Advancing eDNA methods for monitoring sharks and rays

Abstract

As a result of overexploitation, many elasmobranch populations are in decline. To best protect remaining populations, efficient and effective monitoring methods are required. Recently, an increasing number of studies are using environmental DNA (eDNA) for biodiversity monitoring. This thesis explores the use of eDNA methods for monitoring elasmobranch populations. Using species- specific qPCR assays to investigate the presence of two elasmobranch species across a year in a Welsh Bay, I show that the critically endangered angelshark (Squatina squatina) can be detected throughout the year and that the number of detections peak in the summer months and is detected more readily than the thornback ray (Raja clavata). I then examine the diversity of elasmobranchs around a remote atoll in the Chagos Archipelago using eDNA metabarcoding and identify ten elasmobranch species. The grey reef shark (Carcharhinus amblyrhynchos) and the silvertip shark (Carcharhinus albimarginatus) were present throughout the atoll and their presence across the archipelago was further explored using species-specific methods. Detections were significantly lower around atolls in the north of the archipelago where illegal fishing is ongoing, indicating that eDNA is able to pick up signals of population suppression across broad scales. Finally, I present a novel method for assessing the distribution of eDNA using particle tracking.

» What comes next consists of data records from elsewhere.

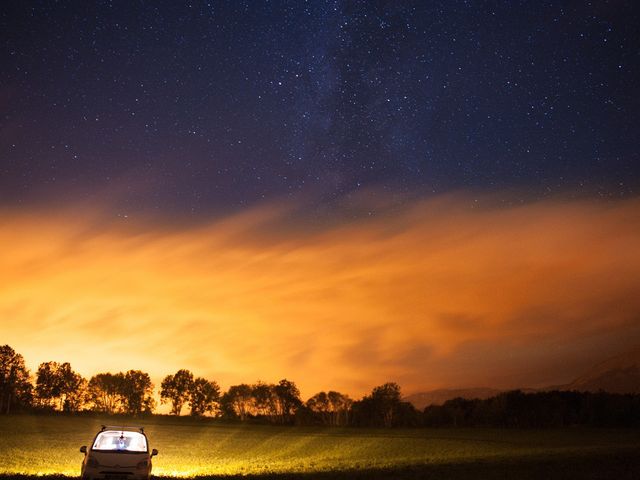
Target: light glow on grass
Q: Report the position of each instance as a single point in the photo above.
(41, 445)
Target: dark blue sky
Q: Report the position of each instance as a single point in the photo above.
(207, 106)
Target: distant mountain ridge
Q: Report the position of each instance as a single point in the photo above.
(619, 374)
(439, 396)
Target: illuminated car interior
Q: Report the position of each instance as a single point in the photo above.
(120, 442)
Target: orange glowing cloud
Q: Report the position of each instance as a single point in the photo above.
(443, 292)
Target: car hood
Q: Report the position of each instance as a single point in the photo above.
(120, 459)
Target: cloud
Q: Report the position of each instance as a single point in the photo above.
(450, 291)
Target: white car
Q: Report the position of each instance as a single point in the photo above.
(118, 453)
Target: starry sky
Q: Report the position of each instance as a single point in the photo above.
(315, 167)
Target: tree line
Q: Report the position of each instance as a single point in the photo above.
(57, 387)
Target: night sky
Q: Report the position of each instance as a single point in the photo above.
(206, 106)
(443, 194)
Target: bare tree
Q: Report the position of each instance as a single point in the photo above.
(104, 392)
(15, 387)
(137, 392)
(176, 389)
(59, 387)
(238, 401)
(203, 396)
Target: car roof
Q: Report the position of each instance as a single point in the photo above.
(121, 428)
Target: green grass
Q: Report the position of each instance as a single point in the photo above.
(48, 445)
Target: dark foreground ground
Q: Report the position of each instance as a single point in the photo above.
(622, 465)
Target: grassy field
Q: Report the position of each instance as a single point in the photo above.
(48, 445)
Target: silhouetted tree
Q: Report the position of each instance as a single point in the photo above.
(238, 401)
(385, 402)
(137, 392)
(104, 392)
(330, 408)
(264, 399)
(176, 389)
(287, 400)
(15, 387)
(203, 396)
(58, 386)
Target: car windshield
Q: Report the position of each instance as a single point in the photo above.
(120, 442)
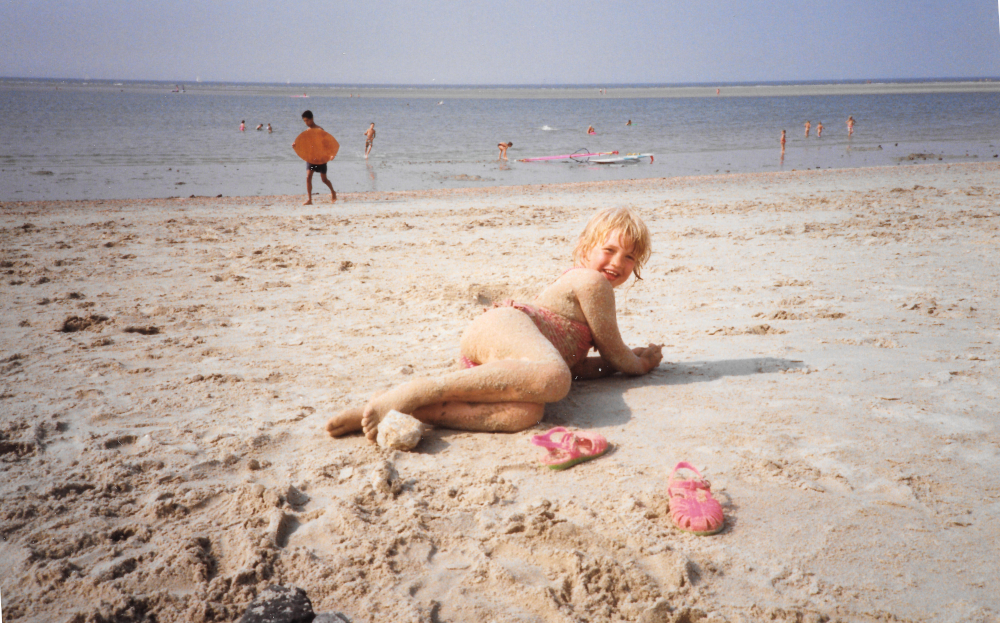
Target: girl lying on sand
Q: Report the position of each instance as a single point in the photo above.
(518, 357)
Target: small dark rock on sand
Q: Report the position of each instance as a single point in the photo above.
(76, 323)
(280, 604)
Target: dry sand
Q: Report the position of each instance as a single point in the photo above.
(832, 339)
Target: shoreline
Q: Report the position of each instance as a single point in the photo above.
(831, 358)
(983, 85)
(655, 183)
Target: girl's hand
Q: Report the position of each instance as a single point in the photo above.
(650, 356)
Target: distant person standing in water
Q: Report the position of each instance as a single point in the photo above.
(315, 168)
(369, 139)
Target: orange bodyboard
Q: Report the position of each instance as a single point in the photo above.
(316, 146)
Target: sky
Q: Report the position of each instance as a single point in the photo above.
(449, 42)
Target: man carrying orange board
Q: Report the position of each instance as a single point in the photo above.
(317, 148)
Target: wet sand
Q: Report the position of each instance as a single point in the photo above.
(167, 367)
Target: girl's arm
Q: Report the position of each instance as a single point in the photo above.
(597, 301)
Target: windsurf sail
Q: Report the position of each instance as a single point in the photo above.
(627, 159)
(579, 154)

I add degradation into simulations to predict the origins of detected eDNA in the Chagos Archipelago and predict that most particles travel less than two kilometres before being degraded. I also apply the method to produce a probability landscape for the distribution of white shark (Carcharodon carcharias) eDNA in the Sicilian Channel, identifying a hotspot off the western tip of Sicily. Overall, I conclude that eDNA can be used to advance our understanding of elasmobranchs but suggest that caution is needed when utilising these methods for monitoring populations at low densities. I discuss knowledge gaps that require attention before the methods can be reliably used to monitor elasmobranchs.